The summary noted that at a benchmark price of $70/bbl, a large number of discoveries made between 2008 and 2014 become unviable at current capex and opex levels. “The assessment shows that standalone oil fi elds of [100 MMbbl] in shallow water may only just be economic at current prices and costs, and standalone deepwater discoveries need to be [greater than 250 MMbbl] in size,” it stated.

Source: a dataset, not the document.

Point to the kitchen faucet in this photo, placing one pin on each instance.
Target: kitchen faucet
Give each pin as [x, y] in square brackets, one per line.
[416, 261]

The future of frontier exploration
With a more sober approach, it’s likely that this dismal trend can be reversed. The Exxon Mobil discovery is a good case in point. The discovery well, based about 193 km (120 miles) offshore Guyana, encountered more than 90 m (295 ft) of high-quality oil-bearing sandstones. The Stabroek Block upon which the well was drilled covers an area of 26,800 sq km (10,348 sq miles). Currently Exxon Mobil and its partners, Hess Guyana Exploration Ltd. and CNOOC Nexen Petrolum Guyana, are analyzing the data to determine the full resource potential.

“This could lead to excitement in Suriname and Guyana,” Myers said. “Liza will be sure to stimulate activity as long as the border dispute doesn’t hinder things too much. Nothing is ever simple politically, unfortunately.”

Other areas that hold potential are the Mexican GoM and Atlantic Canada, he added. But with continued depressed oil prices, a quick bounceback in exploration is unlikely.

“It would require a material success somewhere in a new play opening up to see a big step-up in exploration,” he said. “But reduced activity might not be a bad thing. The industry was drilling a lot of very expensive dry holes, which was not helping the overall situation.

“We’ve got to get these high-risk exploration wells in plays that don’t seem to be working out of the system, and then the industry can move on again.”